The verification of the weather model is done using a combination of proprietary and open source code, the latter being the NCAR Developmental Testbed Center (DTC) Model Evaluation Tools (MET), version 4.1. Given the focus on near surface conditions for renewable/demand applications, we validate against all available ground stations, which include several hundred mesonet and metar locations within the 1-km domain, covering all of Vermont and New Hampshire, along with parts of New York, Maine, and Massachusetts. Variables of interest include 10-m wind speed and direction (W), 2-m temperature (T), 2-m dew point (Td), and surface accumulated precipitation (APCP). Scores are generated based on the continuous (T, Td, W) or categorical (APCP) nature of the fields and include: mean absolute error (MAE), root mean square error (RMSE), mean error (ME), critical success index (CSI), Heidke skill score (HSS), odds ratio (OR), accuracy (ACC), probability of detection (POD), etc. This variety of metrics is chosen to create a more comprehensive, robust approach to validation.

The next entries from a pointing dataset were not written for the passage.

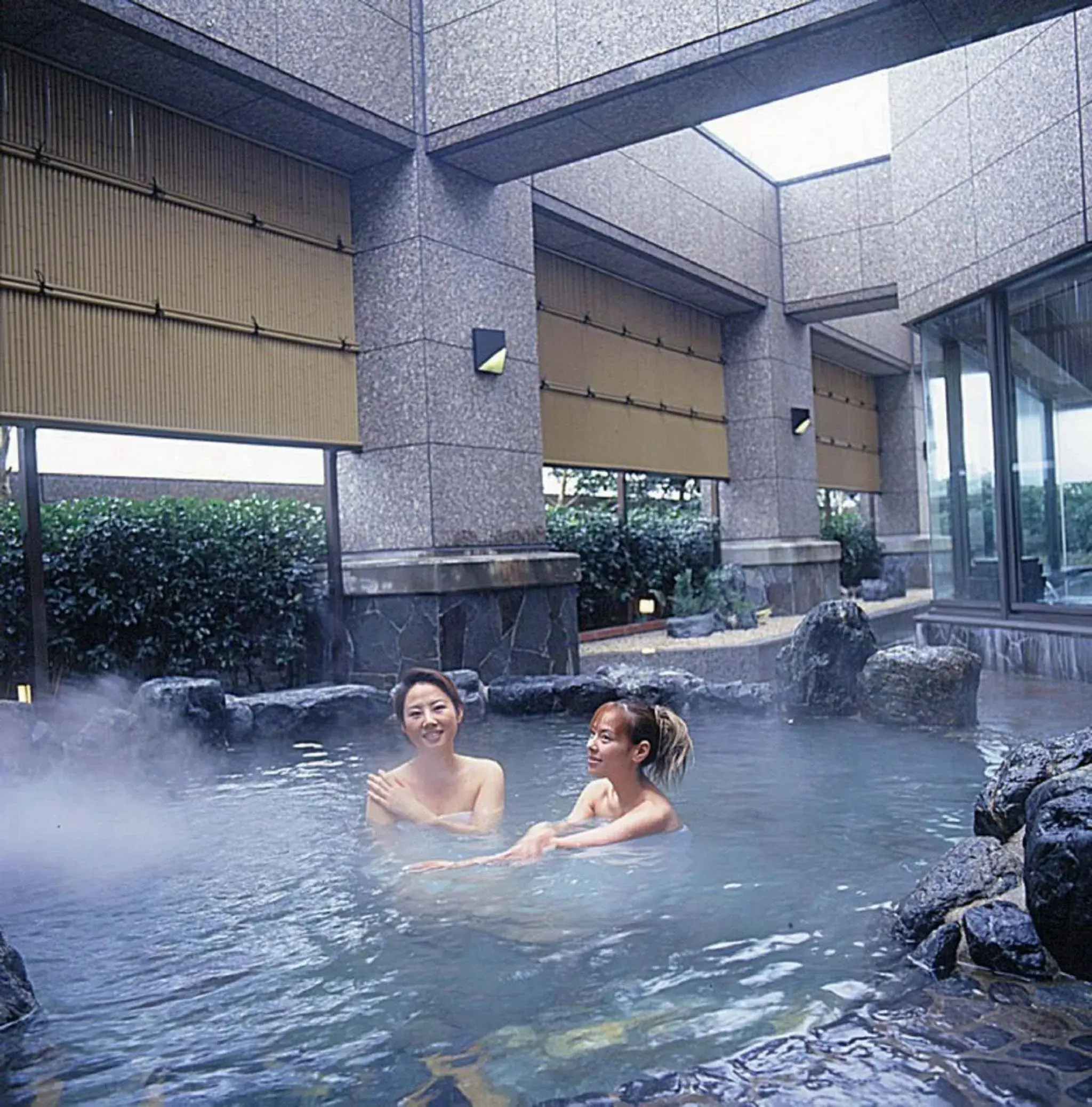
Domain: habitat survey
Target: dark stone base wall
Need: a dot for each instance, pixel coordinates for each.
(1016, 649)
(794, 589)
(511, 631)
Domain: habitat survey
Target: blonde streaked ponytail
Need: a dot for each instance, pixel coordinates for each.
(669, 737)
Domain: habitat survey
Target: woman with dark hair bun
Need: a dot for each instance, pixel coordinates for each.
(436, 788)
(632, 749)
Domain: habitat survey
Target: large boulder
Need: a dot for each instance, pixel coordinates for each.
(584, 694)
(471, 692)
(745, 696)
(696, 625)
(974, 868)
(672, 688)
(524, 695)
(174, 703)
(1000, 937)
(921, 686)
(17, 997)
(817, 672)
(999, 808)
(937, 952)
(109, 732)
(1058, 868)
(316, 710)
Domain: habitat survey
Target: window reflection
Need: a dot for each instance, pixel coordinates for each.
(1050, 354)
(961, 455)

Given the under-reporting of traditional weather stations during heavy rainfall events, among other limitations, the liquid water precipitation forecasts are validated against both the National Centers for Environmental Prediction (NCEP) gauge-corrected Stage IV and the Multi-Radar/Multi-Sensor (MRMS) gridded data, at 4.7-km and 1-km resolution, respectively. Thresholds and accumulation intervals for the contingency table analysis can then be defined according to specific applications.
To complement the quantitative verification measures, we also consider more qualitative assessment. This can include comparisons to county flood reports and visible satellite and radar imagery. Feedback is also obtained from the end users.
We will discuss the ongoing work, data, challenges, and preliminary results from the quantitative and qualitative weather model verification.